Parents weekend has come and gone with a bang, in case you didn’t know. The activities were plentiful, from concerts in Von der Heyden to football tournaments on the quad, but the focus was on seeing our parents one more time before Thanksgiving. For many, it gives a chance to meet the parents of our friends and gives rise to the question “How in the world are you two related?” My friends and I had fun eating dinner with my family because we didn’t wake up at 4 a.m. (ahem, stay up until 4 a.m.) to wait in line for tickets to the basketball game.

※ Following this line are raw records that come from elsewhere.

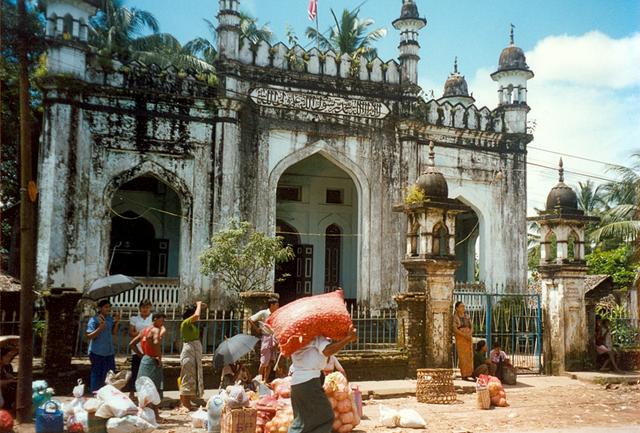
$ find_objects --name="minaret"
[393,0,427,85]
[438,57,476,107]
[491,24,533,133]
[45,0,101,78]
[217,0,240,60]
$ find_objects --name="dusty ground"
[16,378,640,433]
[152,381,640,433]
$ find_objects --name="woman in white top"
[289,327,358,433]
[125,299,153,398]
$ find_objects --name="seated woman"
[473,340,496,378]
[0,347,18,411]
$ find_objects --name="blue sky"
[127,0,640,210]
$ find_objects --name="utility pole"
[16,0,37,423]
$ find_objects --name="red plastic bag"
[267,290,351,356]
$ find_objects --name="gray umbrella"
[84,274,140,301]
[213,334,258,368]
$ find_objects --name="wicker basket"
[476,386,491,410]
[220,408,258,433]
[416,368,458,404]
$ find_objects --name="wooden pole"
[16,0,36,423]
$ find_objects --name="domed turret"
[546,158,578,212]
[416,141,449,199]
[438,57,475,107]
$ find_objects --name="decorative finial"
[429,141,436,167]
[558,157,564,182]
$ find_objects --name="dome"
[498,45,529,71]
[416,142,449,198]
[400,1,420,19]
[546,159,578,211]
[416,167,449,198]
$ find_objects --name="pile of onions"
[256,405,293,433]
[271,376,291,398]
[324,372,360,433]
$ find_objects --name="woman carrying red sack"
[289,326,358,433]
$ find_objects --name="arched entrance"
[276,153,358,300]
[456,210,480,283]
[109,176,182,277]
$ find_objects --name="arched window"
[431,223,449,256]
[324,224,342,292]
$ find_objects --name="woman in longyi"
[453,301,473,379]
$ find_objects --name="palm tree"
[592,152,640,250]
[90,0,213,71]
[576,179,604,215]
[183,12,273,68]
[306,8,387,59]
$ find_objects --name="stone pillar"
[43,288,82,373]
[426,257,460,368]
[395,293,427,377]
[539,264,589,375]
[240,292,280,334]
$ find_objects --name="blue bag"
[36,400,64,433]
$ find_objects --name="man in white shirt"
[249,299,280,383]
[289,327,358,433]
[125,299,153,398]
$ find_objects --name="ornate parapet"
[238,39,401,85]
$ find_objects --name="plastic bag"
[378,405,400,428]
[138,407,158,428]
[398,409,427,428]
[62,379,85,418]
[104,370,131,389]
[136,376,161,407]
[191,407,209,428]
[107,415,155,433]
[96,385,138,418]
[266,290,351,356]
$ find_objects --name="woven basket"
[220,408,258,433]
[416,368,458,404]
[476,386,491,410]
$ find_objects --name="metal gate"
[453,292,542,373]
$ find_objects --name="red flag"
[309,0,318,21]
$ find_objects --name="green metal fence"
[454,292,542,373]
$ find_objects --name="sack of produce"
[478,374,509,407]
[266,290,351,356]
[324,372,360,433]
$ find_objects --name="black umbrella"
[213,334,258,369]
[84,274,140,301]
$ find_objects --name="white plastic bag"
[378,405,400,428]
[191,407,209,428]
[104,370,131,390]
[107,415,154,433]
[136,376,161,407]
[398,409,427,428]
[62,379,85,418]
[96,385,138,418]
[138,407,158,428]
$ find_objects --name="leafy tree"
[200,220,294,294]
[586,245,638,289]
[89,0,213,71]
[306,8,387,59]
[0,0,45,271]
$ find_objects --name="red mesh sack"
[267,290,351,356]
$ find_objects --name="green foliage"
[404,185,427,204]
[595,295,640,348]
[586,245,637,289]
[306,8,387,60]
[200,220,294,294]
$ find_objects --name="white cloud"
[470,32,640,210]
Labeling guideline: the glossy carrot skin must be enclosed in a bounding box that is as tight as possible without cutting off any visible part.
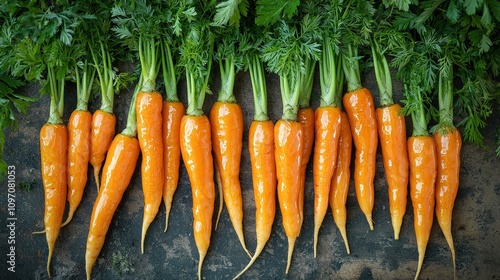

It was nice of my mom to visit me at this “home” I’ve created at Duke with my “family.” Much as she is a guest when she comes to Durham, I feel the same when I go back to my home in Charlotte. My mom is nice enough to do my laundry, my family takes me out to eat and my friends clear their schedules when they hear that I’ll be home for 30 hours. Even my dog gets in on the fun, thinking I’m the best thing since sliced bread falling on the floor (I think dogs are attracted to the sound of things falling on the floor, not so much the actual item. I could probably throw Marketplace food on the floor and she would run and try to eat it.). But how many of us feel legitimately normal when we go home?

Over fall break, I noticed a tree was missing in our yard when I mowed the lawn. Upon inquiring an inquiry to the maternal unit, I was surprised to hear that it had been taken out over three years ago. Am I that oblivious, or is that just simply a byproduct of living in the gothic paradise, where some idiot can run a truck into one of the bus stop trees and nobody notices because it gets covered up so quickly? (This actually happened. Go look at the trees between Allen and Few. There is a gap.) How are we able to prevent this lack of perception? We could stay at home more during the summers, friend our parents on Facebook or send them cute little “<3 U :)” texts, but that seems impractical when trying to keep up your financial and social standing. Perhaps you can try to integrate your parents into this situation; for example, writing a letter to your parents. Letters beginning with “Dear Dad, you can pay my cell phone bill” and others with similar structure help me financially and socially, killing two birds with one stone. Though you must keep in mind, every time that your parents do something for you, you must do something for them, a fixture of parental interaction originally called Newton’s Third Law.

One way to feel less alienated at home is to make them feel more welcome when they see you. I’m not expecting you to be Mother Theresa to your parents (as that would be inherently backwards), but do something at least slightly nice for them. Maybe just ONCE pay for your parents’ dinner, call them on the way to work or make them feel welcome at your parties (for example, explaining to them the college-only tradition of honoring fives when they want to sit next to you). Keep these ideas in mind for next year’s Parents’ Weekend and tell me how they go over. Your parents will probably get freaked out and say something really old-people-like, such as “When I was your age we snuck kegs into the football game by dressing it up as a ghost and drank with my parents.” Pretty sure that won’t fly this year. Just roll with them; they’re just trying to inform you of the best way to live your life as they’ve had more experience than you (they aren’t 50, just 21 with 29 years of experience). After all, they did bring you into this world and because of that, they (allegedly) know how to take you out of it.

Jeremy Steinman is a Trinity senior. His column runs every other Thursday.